23 May The Spanish government loses first ICSID arbitration claim over retroactive measures against Solar Thermal Electricity (STE) plants
Brussels, 23 May 2017 – The retroactive measures taken against STE plants by the Spanish government in 2012 – 2013 and consolidated in 2014 resulting in a massive change of the remuneration scheme for RES power plants have now been unanimously condemned by ICSID, the International Center for the Settlement of Investment Disputes. Among the 26 arbitration claims against these changes filed at the ICSID by several RES industries, the case of the STE industry (20 claims) stands out since these measures brought the deployment of STE to a stop in Europe and still negatively impact the business development of European companies holding worldwide technology leadership in STE technology.
Well known is that right after the STE plants were built, the revenue streams of plant operators were suddenly cut by a third(!).
Less known is that ahead of these cuts, the solar thermal sector had reached an official agreement with the Spanish government so as to keep a stable remuneration for previously constructed or awarded plants. By this agreement, the STE sector accepted delaying both the operation start of the plants and the remuneration regime “pool + premium” by one year compared to the initially authorized schedule. This resulted in savings for the Spanish system of around 1.4 billion € already between 2011 and 2013. While the STE sector scrupulously fulfilled its commitments (and effectively refrained from a 1.4 billion € income), the Spanish government did not comply with its obligations.
The main argument used by the Spanish government to defend the changes was that “entrepreneurs should have known that laws can be changed”. Indeed, all entrepreneurs knew and still know it, but the ICSID now arbitrated that such massive sudden changes of agreed rules may not occur in whatever way. The Spanish Ministry recently said in a press release regarding the arbitration award of ICSID that each arbitration is “different”. No doubt about that. However, the common denominator of further arbitration awards about the solar thermal sector (with still some 20 pending cases) will lie now in two undisputable facts: a) the abrupt retroactivity of the measures taken and b) the obvious breach by the Spanish government of an agreement with an industry sector. In addition, the assessment of the damages performed in this first ICSID sentence shows that the current remuneration scheme that was set to provide a “reasonable profitability” on investments of 7.4% is a fiction that even the experts presented by the Ministry recognized.
The Spanish government might now take this arbitration award as a good opportunity to consider whether it makes sense to wait for an expected “string” of negative awards due to the fact that most of the still-pending cases are from the STE sector or to be proactive and negotiate with both international investors and the STE industry an acceptable settlement solution.
Recent reports in major Spanish media mention that the Spanish Ministry is now likely to lobby the EU institutions for avoiding the payment of the ICSID sentence (128 M€) via a) declaring its own RE support schemes as a breach to EU State-Aid rules and b) stating that the Energy Treaty Chart would not apply within EU Member States.
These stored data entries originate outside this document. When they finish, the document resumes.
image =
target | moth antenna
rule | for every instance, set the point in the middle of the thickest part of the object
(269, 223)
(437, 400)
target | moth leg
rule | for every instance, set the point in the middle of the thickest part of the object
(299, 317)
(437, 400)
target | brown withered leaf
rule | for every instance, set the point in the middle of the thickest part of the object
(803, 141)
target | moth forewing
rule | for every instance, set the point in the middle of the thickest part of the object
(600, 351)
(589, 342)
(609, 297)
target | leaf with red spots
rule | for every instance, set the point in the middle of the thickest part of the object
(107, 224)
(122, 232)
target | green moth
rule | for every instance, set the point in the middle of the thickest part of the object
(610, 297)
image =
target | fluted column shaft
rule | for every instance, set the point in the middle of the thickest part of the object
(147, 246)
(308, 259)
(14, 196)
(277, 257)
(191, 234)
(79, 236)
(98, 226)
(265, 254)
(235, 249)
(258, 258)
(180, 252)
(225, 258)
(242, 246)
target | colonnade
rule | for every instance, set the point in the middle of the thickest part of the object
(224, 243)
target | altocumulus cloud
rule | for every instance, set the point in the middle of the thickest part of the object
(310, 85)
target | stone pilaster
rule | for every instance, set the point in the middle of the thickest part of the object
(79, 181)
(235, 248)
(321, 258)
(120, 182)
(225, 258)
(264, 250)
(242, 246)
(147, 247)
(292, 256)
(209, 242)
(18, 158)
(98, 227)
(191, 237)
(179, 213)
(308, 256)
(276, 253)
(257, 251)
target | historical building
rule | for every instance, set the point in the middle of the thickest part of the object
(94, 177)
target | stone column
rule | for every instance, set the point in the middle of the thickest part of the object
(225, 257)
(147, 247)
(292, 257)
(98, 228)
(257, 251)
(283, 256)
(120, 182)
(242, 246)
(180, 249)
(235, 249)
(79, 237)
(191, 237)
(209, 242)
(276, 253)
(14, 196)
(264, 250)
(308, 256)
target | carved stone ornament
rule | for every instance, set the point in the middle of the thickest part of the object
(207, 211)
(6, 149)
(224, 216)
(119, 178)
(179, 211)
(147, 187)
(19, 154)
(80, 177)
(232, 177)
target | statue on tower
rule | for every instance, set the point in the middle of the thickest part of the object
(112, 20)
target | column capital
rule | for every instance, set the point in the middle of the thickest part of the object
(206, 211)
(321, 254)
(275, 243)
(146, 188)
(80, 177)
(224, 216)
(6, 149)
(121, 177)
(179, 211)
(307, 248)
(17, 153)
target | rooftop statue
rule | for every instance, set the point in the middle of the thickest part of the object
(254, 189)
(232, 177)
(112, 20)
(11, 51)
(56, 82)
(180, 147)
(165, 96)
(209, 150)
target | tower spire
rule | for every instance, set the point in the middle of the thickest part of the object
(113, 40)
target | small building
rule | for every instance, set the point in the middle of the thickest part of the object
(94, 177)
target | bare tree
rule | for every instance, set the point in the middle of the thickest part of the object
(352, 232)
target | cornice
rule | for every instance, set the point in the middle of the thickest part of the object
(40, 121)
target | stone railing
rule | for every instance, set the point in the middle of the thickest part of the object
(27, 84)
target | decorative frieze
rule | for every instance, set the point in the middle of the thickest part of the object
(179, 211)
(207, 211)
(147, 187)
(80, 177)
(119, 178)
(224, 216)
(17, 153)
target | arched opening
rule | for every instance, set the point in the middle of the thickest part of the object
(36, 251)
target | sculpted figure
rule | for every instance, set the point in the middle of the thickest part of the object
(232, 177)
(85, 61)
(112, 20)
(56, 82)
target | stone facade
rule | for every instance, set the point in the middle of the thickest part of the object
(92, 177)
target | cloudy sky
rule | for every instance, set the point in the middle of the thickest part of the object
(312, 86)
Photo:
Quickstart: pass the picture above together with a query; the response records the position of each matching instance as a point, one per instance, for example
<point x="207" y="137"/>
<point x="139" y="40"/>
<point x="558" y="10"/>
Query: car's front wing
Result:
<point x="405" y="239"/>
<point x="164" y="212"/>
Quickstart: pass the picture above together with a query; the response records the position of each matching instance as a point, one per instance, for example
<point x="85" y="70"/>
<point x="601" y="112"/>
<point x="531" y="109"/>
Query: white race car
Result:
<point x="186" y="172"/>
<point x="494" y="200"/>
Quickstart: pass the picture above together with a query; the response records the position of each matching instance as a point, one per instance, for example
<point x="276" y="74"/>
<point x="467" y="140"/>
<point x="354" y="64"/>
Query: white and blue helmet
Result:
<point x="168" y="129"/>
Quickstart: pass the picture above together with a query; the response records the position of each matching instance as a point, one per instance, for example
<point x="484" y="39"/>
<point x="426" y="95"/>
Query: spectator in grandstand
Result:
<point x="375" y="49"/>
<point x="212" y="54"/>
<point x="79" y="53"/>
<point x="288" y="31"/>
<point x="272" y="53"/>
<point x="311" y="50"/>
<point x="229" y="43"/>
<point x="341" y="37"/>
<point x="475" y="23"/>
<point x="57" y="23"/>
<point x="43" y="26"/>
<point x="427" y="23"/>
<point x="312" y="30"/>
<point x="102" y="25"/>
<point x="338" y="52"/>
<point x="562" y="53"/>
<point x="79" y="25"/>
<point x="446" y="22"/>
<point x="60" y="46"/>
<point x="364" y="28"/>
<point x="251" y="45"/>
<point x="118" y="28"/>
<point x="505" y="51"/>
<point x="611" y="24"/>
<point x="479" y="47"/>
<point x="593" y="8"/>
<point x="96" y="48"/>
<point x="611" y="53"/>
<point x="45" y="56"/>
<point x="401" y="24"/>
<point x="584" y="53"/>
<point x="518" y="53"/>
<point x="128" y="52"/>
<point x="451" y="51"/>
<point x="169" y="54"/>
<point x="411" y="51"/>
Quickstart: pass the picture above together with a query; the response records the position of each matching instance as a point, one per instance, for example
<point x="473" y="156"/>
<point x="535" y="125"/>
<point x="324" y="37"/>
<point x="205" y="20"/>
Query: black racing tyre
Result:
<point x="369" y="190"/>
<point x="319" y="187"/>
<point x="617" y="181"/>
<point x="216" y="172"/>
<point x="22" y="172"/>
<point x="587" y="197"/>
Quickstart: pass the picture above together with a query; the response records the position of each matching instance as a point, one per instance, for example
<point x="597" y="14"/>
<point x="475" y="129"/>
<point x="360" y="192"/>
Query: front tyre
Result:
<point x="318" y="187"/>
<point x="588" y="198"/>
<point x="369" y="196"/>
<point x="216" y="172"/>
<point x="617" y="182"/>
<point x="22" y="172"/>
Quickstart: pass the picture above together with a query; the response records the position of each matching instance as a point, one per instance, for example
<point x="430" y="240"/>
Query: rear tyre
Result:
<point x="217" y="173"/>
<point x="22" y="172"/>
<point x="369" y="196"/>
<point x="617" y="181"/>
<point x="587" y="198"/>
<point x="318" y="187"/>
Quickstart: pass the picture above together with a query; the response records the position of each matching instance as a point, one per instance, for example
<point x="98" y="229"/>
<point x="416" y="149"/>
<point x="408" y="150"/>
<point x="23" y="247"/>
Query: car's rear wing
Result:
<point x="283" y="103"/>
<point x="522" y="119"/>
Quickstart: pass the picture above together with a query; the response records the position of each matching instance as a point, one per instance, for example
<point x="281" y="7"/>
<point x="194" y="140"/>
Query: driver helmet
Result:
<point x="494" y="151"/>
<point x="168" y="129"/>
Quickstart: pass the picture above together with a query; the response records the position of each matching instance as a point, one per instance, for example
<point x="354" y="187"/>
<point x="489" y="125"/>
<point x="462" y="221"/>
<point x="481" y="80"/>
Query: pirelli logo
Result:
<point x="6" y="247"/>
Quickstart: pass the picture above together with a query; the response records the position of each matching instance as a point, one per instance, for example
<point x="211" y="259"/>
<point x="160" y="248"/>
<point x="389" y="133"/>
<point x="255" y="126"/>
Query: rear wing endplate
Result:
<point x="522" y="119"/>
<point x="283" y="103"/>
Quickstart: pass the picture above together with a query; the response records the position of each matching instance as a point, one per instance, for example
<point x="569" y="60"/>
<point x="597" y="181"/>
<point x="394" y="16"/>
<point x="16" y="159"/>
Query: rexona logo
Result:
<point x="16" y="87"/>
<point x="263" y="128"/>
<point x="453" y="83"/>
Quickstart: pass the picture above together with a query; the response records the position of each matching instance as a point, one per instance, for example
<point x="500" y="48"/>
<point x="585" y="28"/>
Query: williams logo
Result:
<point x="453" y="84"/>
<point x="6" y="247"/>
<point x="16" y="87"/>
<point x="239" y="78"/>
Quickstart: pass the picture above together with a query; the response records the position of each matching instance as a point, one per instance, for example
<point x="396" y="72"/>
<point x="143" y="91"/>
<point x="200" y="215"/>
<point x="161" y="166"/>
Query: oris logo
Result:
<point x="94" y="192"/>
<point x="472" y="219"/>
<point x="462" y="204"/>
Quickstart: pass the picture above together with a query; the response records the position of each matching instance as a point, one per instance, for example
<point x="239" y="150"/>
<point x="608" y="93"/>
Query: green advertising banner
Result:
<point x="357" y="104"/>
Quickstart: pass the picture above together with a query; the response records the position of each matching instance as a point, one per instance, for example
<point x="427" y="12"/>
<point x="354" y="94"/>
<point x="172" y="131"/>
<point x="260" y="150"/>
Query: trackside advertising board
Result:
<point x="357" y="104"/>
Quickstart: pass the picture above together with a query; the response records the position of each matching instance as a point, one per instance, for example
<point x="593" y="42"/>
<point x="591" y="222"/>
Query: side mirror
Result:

Furthermore, ESTELA also observes obvious hesitations from the Spanish Ministry of Energy to support and even spearhead a “STE initiative for Europe” worked out with the SET-Plan framework aiming at defending the STE technology leadership position held by companies in about 10 EU Member States – amid fears that non-European competitors might easily take advantage of a longer STE investment stop in Europe. ESTELA will carefully monitor and report such developments.